This requires inserting a MUX just before the instruction register of the ALU stage, $\text{IR}^{\text{ALU}}$, to annul the add (by inserting a NOP) as well as, clock enables on the PC and IR pipeline registers of earlier pipeline stages to stall the execution without annuling any instructions. This is how the simulator, SPIM works.
Punting on Load Interlock

Early versions of MIPS did not include a pipeline interlock, thus, requiring the compiler/programmer to work around it.

If compiler knows about load delay, it can often rearrange the code sequence to eliminate the hazard. Many compilers can provide implementation-specific instruction scheduling. This requires no additional H/W, but it further confuses the instruction semantics.
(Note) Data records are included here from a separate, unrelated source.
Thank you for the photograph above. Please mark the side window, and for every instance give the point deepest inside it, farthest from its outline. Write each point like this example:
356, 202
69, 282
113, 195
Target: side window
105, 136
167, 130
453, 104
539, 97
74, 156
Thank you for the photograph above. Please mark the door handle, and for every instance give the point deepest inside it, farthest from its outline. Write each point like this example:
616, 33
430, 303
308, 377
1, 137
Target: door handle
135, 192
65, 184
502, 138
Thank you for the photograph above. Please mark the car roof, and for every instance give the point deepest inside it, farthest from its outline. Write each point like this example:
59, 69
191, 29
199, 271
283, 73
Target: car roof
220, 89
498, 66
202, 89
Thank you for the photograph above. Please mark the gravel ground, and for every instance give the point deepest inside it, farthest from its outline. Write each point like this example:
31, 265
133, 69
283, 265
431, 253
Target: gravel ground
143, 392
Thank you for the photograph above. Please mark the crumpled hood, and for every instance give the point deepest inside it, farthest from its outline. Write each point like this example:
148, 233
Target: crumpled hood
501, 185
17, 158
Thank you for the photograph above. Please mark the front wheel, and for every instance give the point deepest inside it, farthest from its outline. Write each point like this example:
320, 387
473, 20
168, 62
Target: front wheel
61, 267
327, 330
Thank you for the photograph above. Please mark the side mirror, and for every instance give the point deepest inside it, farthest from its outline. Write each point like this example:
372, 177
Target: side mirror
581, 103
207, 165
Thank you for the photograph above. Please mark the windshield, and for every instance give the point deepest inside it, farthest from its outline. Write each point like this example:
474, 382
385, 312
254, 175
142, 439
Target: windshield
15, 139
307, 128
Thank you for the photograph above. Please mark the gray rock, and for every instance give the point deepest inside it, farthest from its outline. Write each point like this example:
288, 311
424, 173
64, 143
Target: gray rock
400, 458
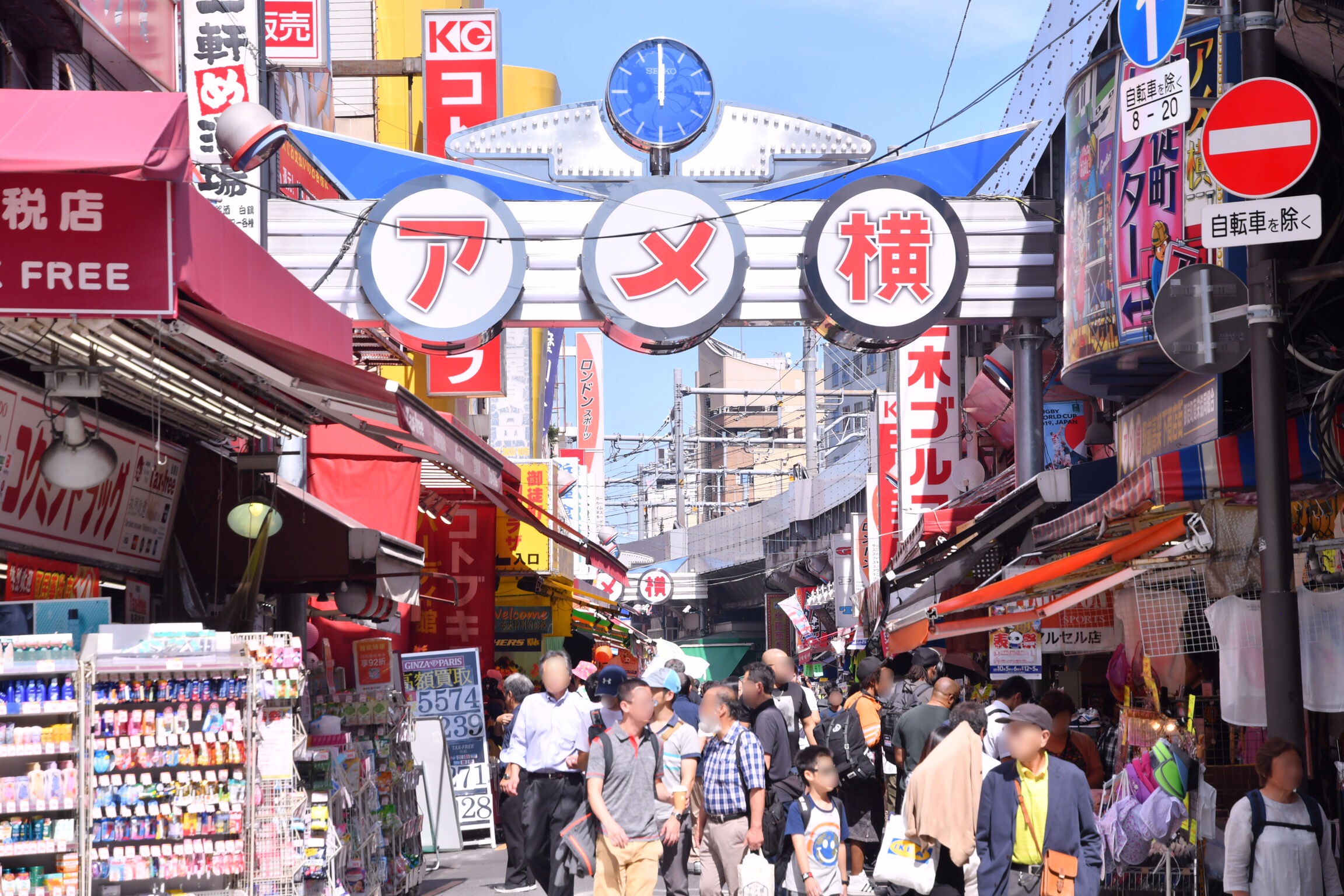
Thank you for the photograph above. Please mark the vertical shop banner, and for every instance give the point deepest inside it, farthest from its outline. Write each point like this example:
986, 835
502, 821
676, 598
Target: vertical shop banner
930, 426
447, 685
223, 49
511, 415
1089, 300
464, 73
519, 547
886, 496
296, 34
457, 590
123, 522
We’ll include interlocks for SPIM compatibility.
Load Delays (cont’d)

But, but, what about FASTER processors?

FACT: Processors have become very fast relative to memories!

Can we just stall the pipe longer? Add more NOPs?

ALTERNATIVE: Longer pipelines.

1. Add “MEMORY WAIT” stages between START of read operation & return of data.

2. Build pipelined memories, so that multiple (say, N) memory transactions can be in progress at once.

3. (Optional). Stall pipeline when the N limit is exceeded.

4-Stage pipeline requires READ access in LESS than one clock.

SOLUTION: A 5-Stage pipeline that allows nearly two clocks for data memory accesses...
5-Stage miniMIPS

- Omits some details
- NO bypass or interlock logic

Address is available right after instruction enters Memory stage

almost 2 clock cycles

Data is needed just before rising clock edge at end of Write Back stage
One More Fly in the Ointment

There is one more structural hazard that we have not discussed. That is, the saving, and subsequent accesses, of the return address resulting from the jump-and-link, jal, instruction.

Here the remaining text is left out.